RFR: 8357530: C2 SuperWord: Diagnostic flag AutoVectorizationOverrideProfitability

Fri May 23 15:13:52 UTC 2025

On Thu, 22 May 2025 08:54:42 GMT, Emanuel Peter <epeter at openjdk.org> wrote:

> I'm adding a diagnostic flag `AutoVectorizationOverrideProfitability`. The goal is that with it, we can systematically benchmark our Auto Vectorization profitability heuristics. In all cases, we run Auto Vectorization, including packing.
> - `0`: abort vectorization, as if it was not profitable.
> - `1`: default, use profitability heuristics to determine if we should vectorize.
> - `2`: always vectorize when possible, even if profitability heuristic would say that it is not profitable.
> 
> In the future, we may change our heuristics. We may for example introduce a cost model [JDK-8340093](https://bugs.openjdk.org/browse/JDK-8340093). But at any rate, we need this flag, so that we can override these profitability heuristics, even if just for benchmarking.
> 
> I did not yet go through all of `SuperWord` to check if there may be other decisions that could go under this flag.
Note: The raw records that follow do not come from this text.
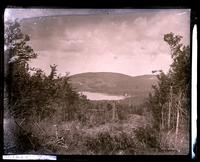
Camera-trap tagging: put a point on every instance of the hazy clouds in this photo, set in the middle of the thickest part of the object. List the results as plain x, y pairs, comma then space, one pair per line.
123, 41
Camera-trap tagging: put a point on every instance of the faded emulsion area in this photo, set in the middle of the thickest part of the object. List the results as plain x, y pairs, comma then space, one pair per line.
97, 82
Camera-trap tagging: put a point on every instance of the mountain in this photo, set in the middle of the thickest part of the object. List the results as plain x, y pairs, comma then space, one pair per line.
113, 83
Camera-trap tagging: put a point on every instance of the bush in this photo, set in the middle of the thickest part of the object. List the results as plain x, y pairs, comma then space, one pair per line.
148, 136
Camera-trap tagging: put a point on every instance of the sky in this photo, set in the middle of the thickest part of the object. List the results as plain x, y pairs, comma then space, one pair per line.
128, 41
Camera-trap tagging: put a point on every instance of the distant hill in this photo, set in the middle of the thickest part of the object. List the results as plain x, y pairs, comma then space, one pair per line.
113, 83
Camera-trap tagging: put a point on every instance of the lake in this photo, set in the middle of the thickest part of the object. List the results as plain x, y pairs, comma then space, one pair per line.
102, 96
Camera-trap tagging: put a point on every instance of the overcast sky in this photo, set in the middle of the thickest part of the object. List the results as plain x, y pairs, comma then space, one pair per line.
124, 41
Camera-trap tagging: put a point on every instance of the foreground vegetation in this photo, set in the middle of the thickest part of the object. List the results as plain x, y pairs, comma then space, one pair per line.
49, 116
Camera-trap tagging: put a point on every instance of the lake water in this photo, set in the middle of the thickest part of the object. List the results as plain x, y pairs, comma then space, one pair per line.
101, 96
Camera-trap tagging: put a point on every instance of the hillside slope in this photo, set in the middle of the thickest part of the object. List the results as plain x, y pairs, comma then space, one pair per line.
113, 83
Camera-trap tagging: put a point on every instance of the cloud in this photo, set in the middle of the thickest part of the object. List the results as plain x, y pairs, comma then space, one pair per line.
130, 43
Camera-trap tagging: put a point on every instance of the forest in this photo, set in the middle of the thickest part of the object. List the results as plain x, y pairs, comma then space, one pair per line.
51, 117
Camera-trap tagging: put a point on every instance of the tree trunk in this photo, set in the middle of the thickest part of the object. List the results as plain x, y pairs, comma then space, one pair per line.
177, 117
170, 105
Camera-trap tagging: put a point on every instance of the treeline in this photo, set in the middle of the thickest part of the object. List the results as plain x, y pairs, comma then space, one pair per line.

If we find any later, we can still add them.
> 
> Below, I'm showing how it helps to benchmark the some reduction cases we have been working on.
> 
> And if you want a small test to experiement with, I have one at the end for you.
> 
> **Note to reviewer:** This patch should not make any behavioral difference, i.e. with the default `AutoVectorizationOverrideProfitability=1` the behavior should be as before this patch.
> 
> --------------------------------------
> 
> **Use-Case: investigate Reduction Heuristics**
> 
> A while back, I have written a comprehensive benchmark for Reductions https://github.com/openjdk/jdk/pull/21032. I saw that some cases might possibly be profitable, but we have disabled vectorization because of a heuristic.
> 
> This heuristic was added a long time ago. The observation at the time was that simple add and mul reductions were not profitable.
> - https://bugs.openjdk.org/browse/JDK-8078563
> - https://mail.openjdk.org/pipermail/hotspot-compiler-dev/2015-April/017740.html
> From the comments, it becomes clear that "simple reductions" are not profitable, that's why we check if there are more work vectors than reduction vectors. But I'm not sure why 2-element reductions are deemed always not profitable. Maybe it fit the benchmarks at the time, but now with moving reductions out of the loop, this probably does not make sense any more, at least for int/long.
> 
> But in the meantime, I have added an improvement, where we move int/long reductions out of the loop. We can do that because int/long reductions can be reordered. See https://github.com/openjdk/jdk/pull/13056 . We cannot do that with float/double reductions,...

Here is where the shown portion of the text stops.